GPT-4o performing poorly for code related tasks! Why?

RachelNyx · June 11, 2024, 5:26pm

Yeah when it removes code when I tell it to to add something is bugging me the most with these chatbot. But 4o is far superior actual writing code than any other chatbot I’ve used so far. Sometimes it’s like talking to a kid, I need to tell it 3 times to stop half assing and rewrite.

lily.rudloff · June 12, 2024, 1:46pm

its unusable to be honest, i hope we dont get stuck with it at some point.

juanfra2280 · June 12, 2024, 9:00pm

It worked fine for me when I asked it to help me generate charts in python for data analysis. Maybe it’s been fine-tuned in that regard. But for everything else, Kotlin in my case, it’s a nightmare.

juanfra2280 · June 12, 2024, 9:03pm

I agree. It seems to me that 4o’s like a little kid that doesn’t like to follow rules and you have to tell it 10 times what to do for it to actually get it. You have to corner it into thinking like you. Otherwise, it’ll not give you the right output. I want to believe that there’s got to be a good enough reason as to why this is still going on and the company hasn’t been able to stop it…and I think it may have something to do with all those people who left recently. If the next release doesn’t fix this issue considering that the latest Turbo version was released WHILE those people were STILL WORKING at the company, I’d have to assume that they lost the ability to fine-tune their models.

illagencyus · June 13, 2024, 5:20am

Yall are using it wrong cause its coding better than claude for me.

Instructions :
List all the imports youre using and tell it to use its internet plugin to search 999999 sites or howeveer many it takes to run a simulated perfect code run. And debug that code 999999 times internally or however many times it takes.and please announce how many it actually yook… youre acting as a legend in all these librarys and languages and you not only double check but u check each line 9999 times internally prior to output. you do the same for all atributes and making sure eveything is defined. Be very maticulous and search the internet using your plugin as its a requirement.

Yall are welcome. For more help

illagencyus · June 13, 2024, 5:22am

Also paste your current code every message.

MrPikuMON308 · June 13, 2024, 3:37pm

Very important step indeed

Plutes · June 13, 2024, 7:05pm

I also have found 4o to be at least as good as 4.0. I’ve been using it for SQL, python, JS, CSS, and HTML. I commonly ask it to solve an issue that requires understanding 2+ source files and/or code snippets. I once uploaded 3 files in different languages; it was able to correctly modify each file in the set.

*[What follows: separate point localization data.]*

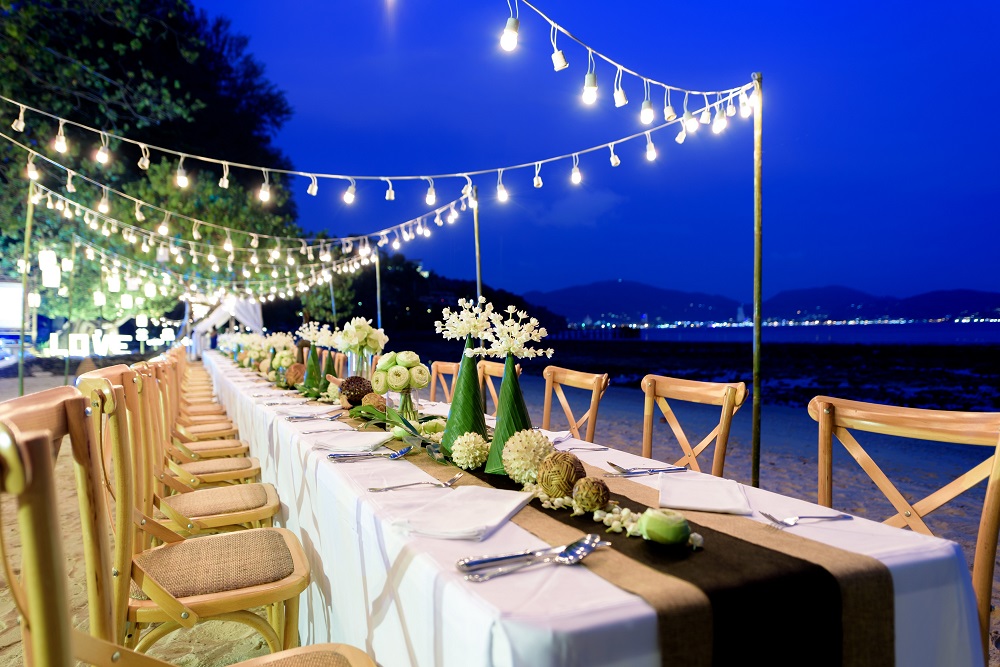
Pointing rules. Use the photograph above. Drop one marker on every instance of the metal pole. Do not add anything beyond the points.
(24, 282)
(475, 224)
(69, 314)
(757, 276)
(378, 289)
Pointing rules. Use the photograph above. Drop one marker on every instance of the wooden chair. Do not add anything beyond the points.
(440, 370)
(28, 431)
(658, 389)
(841, 418)
(487, 371)
(555, 379)
(165, 498)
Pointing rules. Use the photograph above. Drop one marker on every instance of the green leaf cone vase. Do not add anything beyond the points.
(512, 416)
(466, 412)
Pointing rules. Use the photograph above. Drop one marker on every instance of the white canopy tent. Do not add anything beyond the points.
(245, 311)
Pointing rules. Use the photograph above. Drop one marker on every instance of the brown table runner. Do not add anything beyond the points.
(753, 592)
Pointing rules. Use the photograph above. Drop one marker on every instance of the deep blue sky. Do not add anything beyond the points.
(880, 137)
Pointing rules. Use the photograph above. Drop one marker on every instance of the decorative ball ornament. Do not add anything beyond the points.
(558, 472)
(591, 494)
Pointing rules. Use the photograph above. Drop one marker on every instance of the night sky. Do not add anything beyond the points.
(880, 137)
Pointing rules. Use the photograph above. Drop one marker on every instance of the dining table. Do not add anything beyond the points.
(384, 575)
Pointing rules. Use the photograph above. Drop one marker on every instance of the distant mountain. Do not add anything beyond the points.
(634, 302)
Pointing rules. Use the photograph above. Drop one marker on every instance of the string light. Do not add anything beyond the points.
(558, 59)
(60, 145)
(181, 176)
(144, 160)
(264, 194)
(431, 197)
(590, 80)
(103, 154)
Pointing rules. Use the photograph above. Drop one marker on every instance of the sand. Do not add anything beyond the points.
(788, 465)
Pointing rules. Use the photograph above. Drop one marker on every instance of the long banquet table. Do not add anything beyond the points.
(400, 597)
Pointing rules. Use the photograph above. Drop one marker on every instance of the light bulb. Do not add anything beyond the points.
(590, 88)
(559, 60)
(646, 114)
(508, 39)
(720, 122)
(690, 122)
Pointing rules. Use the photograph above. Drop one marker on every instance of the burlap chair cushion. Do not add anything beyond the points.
(224, 500)
(219, 563)
(218, 465)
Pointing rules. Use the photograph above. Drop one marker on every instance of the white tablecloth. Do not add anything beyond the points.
(401, 598)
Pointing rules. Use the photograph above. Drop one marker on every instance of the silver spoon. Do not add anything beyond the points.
(440, 485)
(571, 555)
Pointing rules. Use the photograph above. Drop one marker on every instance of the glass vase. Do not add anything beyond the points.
(359, 363)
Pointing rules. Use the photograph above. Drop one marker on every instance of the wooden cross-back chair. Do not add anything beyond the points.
(183, 581)
(555, 379)
(164, 497)
(840, 418)
(30, 428)
(199, 463)
(440, 372)
(488, 370)
(659, 390)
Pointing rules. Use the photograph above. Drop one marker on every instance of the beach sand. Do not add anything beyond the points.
(788, 466)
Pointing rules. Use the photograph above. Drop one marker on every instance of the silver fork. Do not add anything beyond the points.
(792, 520)
(443, 485)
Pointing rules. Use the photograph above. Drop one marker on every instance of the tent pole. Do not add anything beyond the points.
(475, 224)
(757, 277)
(69, 314)
(24, 282)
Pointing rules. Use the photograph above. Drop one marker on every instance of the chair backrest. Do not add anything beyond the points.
(555, 379)
(440, 371)
(840, 418)
(31, 429)
(660, 389)
(488, 370)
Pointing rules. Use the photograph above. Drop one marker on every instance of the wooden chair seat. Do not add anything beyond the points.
(842, 418)
(555, 379)
(658, 389)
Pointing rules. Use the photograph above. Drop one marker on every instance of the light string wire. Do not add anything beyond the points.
(593, 52)
(728, 93)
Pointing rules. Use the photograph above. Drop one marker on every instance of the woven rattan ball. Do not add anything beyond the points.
(591, 494)
(558, 472)
(374, 400)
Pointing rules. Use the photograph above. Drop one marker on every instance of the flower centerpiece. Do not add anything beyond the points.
(359, 341)
(465, 416)
(401, 372)
(509, 336)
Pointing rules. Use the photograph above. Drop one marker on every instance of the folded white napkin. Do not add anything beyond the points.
(703, 493)
(556, 436)
(463, 513)
(350, 441)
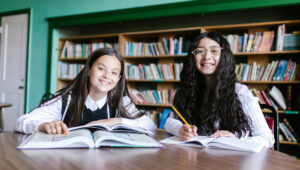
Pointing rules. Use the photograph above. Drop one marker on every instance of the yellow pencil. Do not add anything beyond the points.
(176, 111)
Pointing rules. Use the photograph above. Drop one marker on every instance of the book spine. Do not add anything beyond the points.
(285, 121)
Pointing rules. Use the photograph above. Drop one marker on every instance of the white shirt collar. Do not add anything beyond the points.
(94, 105)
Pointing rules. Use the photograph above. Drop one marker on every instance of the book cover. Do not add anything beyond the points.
(165, 115)
(278, 97)
(288, 125)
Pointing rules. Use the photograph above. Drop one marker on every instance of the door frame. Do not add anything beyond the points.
(17, 12)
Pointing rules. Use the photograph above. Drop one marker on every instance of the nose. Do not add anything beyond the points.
(207, 55)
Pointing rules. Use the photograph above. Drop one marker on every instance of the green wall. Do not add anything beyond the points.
(101, 11)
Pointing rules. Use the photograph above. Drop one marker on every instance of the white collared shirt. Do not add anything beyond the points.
(261, 132)
(51, 111)
(94, 105)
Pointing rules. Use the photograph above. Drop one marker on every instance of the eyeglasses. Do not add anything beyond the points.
(203, 51)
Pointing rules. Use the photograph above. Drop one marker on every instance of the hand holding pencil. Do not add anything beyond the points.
(186, 132)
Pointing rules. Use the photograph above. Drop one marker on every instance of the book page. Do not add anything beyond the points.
(223, 142)
(92, 126)
(75, 139)
(116, 128)
(129, 129)
(199, 141)
(109, 139)
(235, 144)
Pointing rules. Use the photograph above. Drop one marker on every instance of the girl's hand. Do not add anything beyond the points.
(107, 122)
(186, 133)
(54, 127)
(222, 133)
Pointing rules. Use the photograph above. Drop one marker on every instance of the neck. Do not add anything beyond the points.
(96, 95)
(207, 79)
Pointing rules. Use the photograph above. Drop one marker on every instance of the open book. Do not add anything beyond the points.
(222, 142)
(116, 128)
(84, 138)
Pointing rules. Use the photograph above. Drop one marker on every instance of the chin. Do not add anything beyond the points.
(207, 72)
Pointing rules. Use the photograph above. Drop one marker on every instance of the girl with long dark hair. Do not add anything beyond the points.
(212, 100)
(98, 94)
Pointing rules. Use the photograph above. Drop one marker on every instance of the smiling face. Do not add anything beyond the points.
(207, 56)
(104, 75)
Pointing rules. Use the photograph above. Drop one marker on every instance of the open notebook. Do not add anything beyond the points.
(222, 142)
(84, 138)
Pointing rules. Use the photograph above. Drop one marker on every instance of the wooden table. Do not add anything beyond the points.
(171, 157)
(2, 105)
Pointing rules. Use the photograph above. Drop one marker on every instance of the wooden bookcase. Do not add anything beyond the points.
(262, 58)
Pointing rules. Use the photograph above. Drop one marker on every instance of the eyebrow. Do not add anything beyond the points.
(209, 46)
(114, 69)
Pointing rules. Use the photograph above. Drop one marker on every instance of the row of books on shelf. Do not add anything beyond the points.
(167, 46)
(159, 118)
(288, 133)
(264, 41)
(68, 71)
(153, 96)
(83, 50)
(283, 70)
(273, 97)
(152, 71)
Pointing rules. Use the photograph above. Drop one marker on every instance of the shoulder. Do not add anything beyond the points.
(126, 100)
(244, 93)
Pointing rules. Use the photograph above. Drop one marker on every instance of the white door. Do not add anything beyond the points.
(13, 52)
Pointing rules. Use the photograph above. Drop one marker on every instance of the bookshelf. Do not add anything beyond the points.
(262, 58)
(132, 47)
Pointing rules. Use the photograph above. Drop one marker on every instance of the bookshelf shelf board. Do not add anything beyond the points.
(270, 82)
(267, 53)
(282, 111)
(154, 56)
(154, 105)
(73, 59)
(289, 143)
(155, 81)
(251, 25)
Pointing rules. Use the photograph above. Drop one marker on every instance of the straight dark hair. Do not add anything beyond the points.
(79, 90)
(221, 104)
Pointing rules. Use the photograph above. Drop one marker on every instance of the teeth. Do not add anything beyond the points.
(207, 64)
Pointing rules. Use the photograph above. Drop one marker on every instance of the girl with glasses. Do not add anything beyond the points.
(212, 100)
(98, 94)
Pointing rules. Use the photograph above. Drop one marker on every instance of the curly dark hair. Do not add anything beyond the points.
(204, 106)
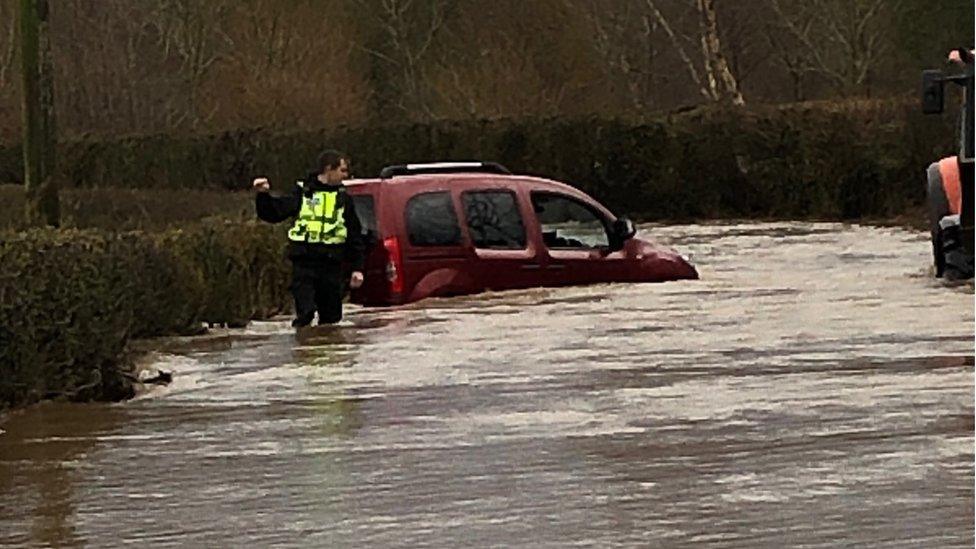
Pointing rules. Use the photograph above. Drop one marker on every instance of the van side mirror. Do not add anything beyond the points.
(933, 92)
(621, 231)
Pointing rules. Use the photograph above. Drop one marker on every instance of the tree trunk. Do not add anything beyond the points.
(719, 74)
(42, 206)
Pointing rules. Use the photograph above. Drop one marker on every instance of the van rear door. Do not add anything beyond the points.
(374, 290)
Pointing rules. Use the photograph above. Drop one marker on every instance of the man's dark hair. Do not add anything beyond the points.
(329, 160)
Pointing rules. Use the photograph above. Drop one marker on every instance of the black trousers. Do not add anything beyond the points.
(317, 287)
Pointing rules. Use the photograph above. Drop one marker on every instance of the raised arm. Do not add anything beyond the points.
(274, 209)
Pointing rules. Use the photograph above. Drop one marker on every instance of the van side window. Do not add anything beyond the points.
(494, 220)
(568, 223)
(432, 221)
(366, 212)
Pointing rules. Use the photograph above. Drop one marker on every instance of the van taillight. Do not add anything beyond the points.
(394, 264)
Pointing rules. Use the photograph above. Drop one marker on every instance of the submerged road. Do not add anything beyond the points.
(814, 389)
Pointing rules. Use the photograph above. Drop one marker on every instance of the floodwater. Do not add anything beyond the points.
(815, 388)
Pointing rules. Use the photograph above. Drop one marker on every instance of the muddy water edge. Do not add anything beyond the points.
(814, 388)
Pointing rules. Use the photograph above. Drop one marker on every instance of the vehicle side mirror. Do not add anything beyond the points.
(621, 231)
(933, 92)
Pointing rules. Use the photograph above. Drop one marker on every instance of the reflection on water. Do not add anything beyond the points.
(814, 388)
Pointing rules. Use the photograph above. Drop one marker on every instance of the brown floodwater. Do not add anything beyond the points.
(815, 388)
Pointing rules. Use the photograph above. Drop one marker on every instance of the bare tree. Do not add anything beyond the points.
(408, 31)
(721, 82)
(40, 138)
(635, 38)
(841, 41)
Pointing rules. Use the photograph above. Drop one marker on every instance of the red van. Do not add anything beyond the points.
(465, 227)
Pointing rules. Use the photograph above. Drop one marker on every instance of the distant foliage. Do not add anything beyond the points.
(837, 160)
(118, 209)
(70, 300)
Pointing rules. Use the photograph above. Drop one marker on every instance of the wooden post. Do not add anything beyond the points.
(39, 139)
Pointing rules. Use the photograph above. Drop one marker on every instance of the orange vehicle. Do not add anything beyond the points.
(949, 181)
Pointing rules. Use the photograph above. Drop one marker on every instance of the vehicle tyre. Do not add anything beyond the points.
(938, 208)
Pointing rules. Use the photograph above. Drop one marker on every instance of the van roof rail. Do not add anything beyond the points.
(443, 167)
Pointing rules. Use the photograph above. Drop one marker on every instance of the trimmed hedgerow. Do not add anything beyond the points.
(70, 300)
(839, 160)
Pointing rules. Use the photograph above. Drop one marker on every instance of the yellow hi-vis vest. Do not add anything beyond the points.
(320, 221)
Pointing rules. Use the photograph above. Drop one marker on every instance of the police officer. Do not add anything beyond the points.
(326, 235)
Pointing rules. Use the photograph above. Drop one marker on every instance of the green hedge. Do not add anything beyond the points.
(70, 300)
(131, 209)
(828, 160)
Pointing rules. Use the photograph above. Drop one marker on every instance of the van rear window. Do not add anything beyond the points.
(494, 220)
(432, 221)
(365, 211)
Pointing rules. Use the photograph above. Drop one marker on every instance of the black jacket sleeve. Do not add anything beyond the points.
(274, 209)
(355, 244)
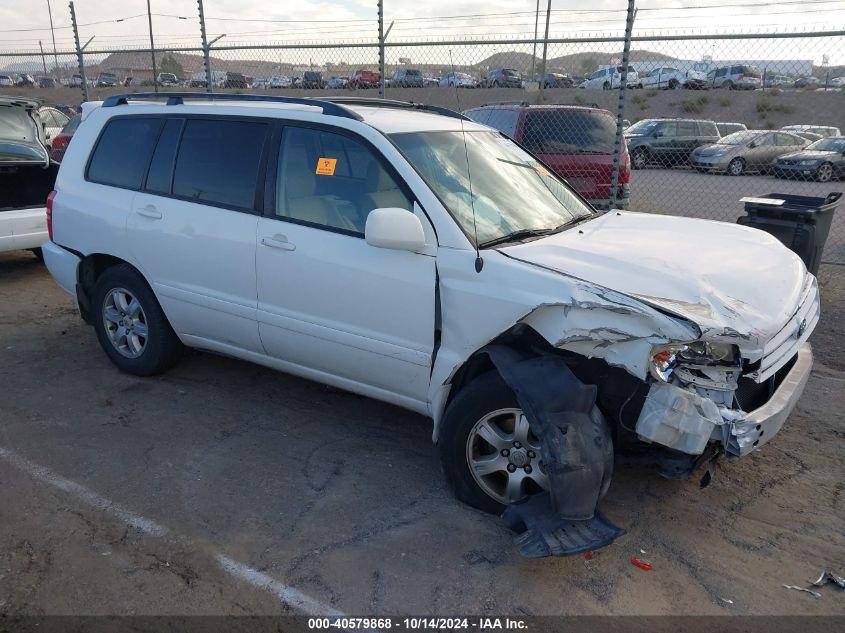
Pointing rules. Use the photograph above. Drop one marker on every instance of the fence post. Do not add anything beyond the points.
(79, 49)
(381, 48)
(205, 53)
(620, 111)
(545, 49)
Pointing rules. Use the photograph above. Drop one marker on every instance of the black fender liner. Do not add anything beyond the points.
(577, 453)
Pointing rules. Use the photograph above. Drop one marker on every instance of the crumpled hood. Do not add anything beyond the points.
(734, 282)
(20, 134)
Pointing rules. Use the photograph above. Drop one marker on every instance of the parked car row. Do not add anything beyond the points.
(732, 149)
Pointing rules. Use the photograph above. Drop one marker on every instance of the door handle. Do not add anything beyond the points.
(278, 241)
(149, 211)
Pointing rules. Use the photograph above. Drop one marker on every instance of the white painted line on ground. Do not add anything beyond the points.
(147, 526)
(286, 595)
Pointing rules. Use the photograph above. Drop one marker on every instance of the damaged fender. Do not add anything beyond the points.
(568, 313)
(577, 454)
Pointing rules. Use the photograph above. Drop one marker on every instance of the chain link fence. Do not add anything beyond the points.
(706, 119)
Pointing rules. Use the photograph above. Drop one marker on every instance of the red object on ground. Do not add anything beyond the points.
(636, 562)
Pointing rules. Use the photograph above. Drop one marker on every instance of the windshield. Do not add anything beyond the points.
(511, 191)
(644, 127)
(829, 145)
(737, 138)
(569, 132)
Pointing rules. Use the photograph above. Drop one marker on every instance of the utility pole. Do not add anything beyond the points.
(43, 61)
(381, 48)
(620, 111)
(152, 47)
(53, 34)
(534, 54)
(205, 53)
(79, 50)
(545, 48)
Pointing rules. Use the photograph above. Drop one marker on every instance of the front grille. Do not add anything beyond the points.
(751, 395)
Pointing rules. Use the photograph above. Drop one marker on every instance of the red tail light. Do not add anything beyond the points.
(61, 142)
(50, 214)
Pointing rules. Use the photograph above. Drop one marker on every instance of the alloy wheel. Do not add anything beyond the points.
(505, 458)
(125, 322)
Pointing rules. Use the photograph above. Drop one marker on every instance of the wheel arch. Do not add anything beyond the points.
(620, 394)
(91, 267)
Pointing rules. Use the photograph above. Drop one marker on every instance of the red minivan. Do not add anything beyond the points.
(576, 142)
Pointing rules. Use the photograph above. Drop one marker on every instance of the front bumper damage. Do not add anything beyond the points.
(686, 421)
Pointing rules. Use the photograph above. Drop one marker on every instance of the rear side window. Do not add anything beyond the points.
(501, 119)
(708, 128)
(569, 132)
(123, 152)
(687, 128)
(218, 162)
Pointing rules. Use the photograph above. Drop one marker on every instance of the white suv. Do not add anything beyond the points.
(408, 254)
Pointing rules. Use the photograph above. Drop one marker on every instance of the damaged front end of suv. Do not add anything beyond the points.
(687, 362)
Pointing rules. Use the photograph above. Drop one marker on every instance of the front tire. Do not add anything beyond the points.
(481, 425)
(824, 173)
(736, 167)
(639, 159)
(130, 324)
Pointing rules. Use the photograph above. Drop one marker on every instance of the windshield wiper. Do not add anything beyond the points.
(515, 236)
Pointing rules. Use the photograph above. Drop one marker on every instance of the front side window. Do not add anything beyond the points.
(490, 186)
(218, 162)
(123, 152)
(332, 181)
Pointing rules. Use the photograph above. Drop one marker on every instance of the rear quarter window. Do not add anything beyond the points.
(123, 152)
(569, 132)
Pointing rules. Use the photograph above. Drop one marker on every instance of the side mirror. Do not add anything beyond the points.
(394, 228)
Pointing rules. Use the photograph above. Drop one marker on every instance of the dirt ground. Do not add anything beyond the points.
(225, 488)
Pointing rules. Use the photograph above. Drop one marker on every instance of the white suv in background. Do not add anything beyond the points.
(347, 242)
(610, 78)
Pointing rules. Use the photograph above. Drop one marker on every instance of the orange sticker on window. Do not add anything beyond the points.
(325, 166)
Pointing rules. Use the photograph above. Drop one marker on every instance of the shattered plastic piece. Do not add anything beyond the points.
(547, 534)
(815, 594)
(826, 577)
(645, 566)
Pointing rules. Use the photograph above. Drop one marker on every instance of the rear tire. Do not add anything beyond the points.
(131, 326)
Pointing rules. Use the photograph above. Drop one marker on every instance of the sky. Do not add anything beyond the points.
(123, 23)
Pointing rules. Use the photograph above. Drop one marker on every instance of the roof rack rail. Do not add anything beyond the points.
(178, 98)
(523, 103)
(394, 103)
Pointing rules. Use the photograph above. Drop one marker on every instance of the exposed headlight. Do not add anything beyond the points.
(666, 357)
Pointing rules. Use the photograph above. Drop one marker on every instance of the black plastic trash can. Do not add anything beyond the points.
(802, 223)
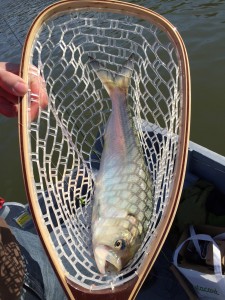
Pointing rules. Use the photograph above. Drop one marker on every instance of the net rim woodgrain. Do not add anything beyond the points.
(131, 288)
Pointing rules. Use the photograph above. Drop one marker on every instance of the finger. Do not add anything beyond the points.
(10, 97)
(10, 67)
(8, 109)
(12, 83)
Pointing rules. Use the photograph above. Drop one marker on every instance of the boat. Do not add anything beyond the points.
(164, 281)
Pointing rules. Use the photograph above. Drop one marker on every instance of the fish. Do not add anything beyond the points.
(123, 197)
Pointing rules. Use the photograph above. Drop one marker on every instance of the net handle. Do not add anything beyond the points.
(165, 224)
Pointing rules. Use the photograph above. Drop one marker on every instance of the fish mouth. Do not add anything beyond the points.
(107, 260)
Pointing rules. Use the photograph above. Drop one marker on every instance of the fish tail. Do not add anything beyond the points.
(111, 81)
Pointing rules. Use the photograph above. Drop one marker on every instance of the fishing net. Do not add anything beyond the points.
(65, 140)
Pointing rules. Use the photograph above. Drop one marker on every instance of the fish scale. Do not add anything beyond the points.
(123, 205)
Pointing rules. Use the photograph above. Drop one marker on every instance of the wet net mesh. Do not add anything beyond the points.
(66, 138)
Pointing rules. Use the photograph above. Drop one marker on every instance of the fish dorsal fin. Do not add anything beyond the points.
(110, 81)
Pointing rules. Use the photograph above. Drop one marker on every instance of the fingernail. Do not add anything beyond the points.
(20, 88)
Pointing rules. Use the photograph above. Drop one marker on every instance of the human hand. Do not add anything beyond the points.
(12, 86)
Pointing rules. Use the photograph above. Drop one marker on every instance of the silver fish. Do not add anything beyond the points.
(123, 204)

juanfra2280 · June 14, 2024, 4:16am

That’s a very interesting way to put it. Here are my instructions:
Engage personally, be human, praise efforts, super friendly, practical with focus on accuracy and simplicity. Use command #sum: Summarize messages to track progress.
*For coding : Emphasize resource-efficiency: carefully analyze the code, meet requirements without changing core logic, add the simplest possible logic, detailed guidance with comments/logging, show workflow before execution, ask for clarifications, ensure I understand approach, provide relevant code always. Provide step-by-step guidance, include comments/logging and imports. Avoid irrelevant details. Prioritize accuracy, simplicity, efficient solutions. Self-assess and check for mistakes before submitting code to me.
When giving feedback, distinguish between implemented (“I’ve included”) and recommendations (“Please include”). Provide constructive updates, be receptive to my feedback - collaborate.
Offer insights for growth, be professional, focus on context, brief but comprehensive. Encourage innovation, collaboration, excellence. Minimize apologies, maximize ownership, use humor/emojis.
Handle coding, I won’t. Want me to succeed. Stick to existing workflows, don’t change logic. Use analogies. Focus on solving the problem. Don’t repeat yourself, don’t be lazy. Summary first. Express uncertainty when needed. If I’m wrong, state it and provide an explanation.
*For non-coding: give factual, evidence-based responses. If no definitive info, state it. Avoid excessive speculation unless requested.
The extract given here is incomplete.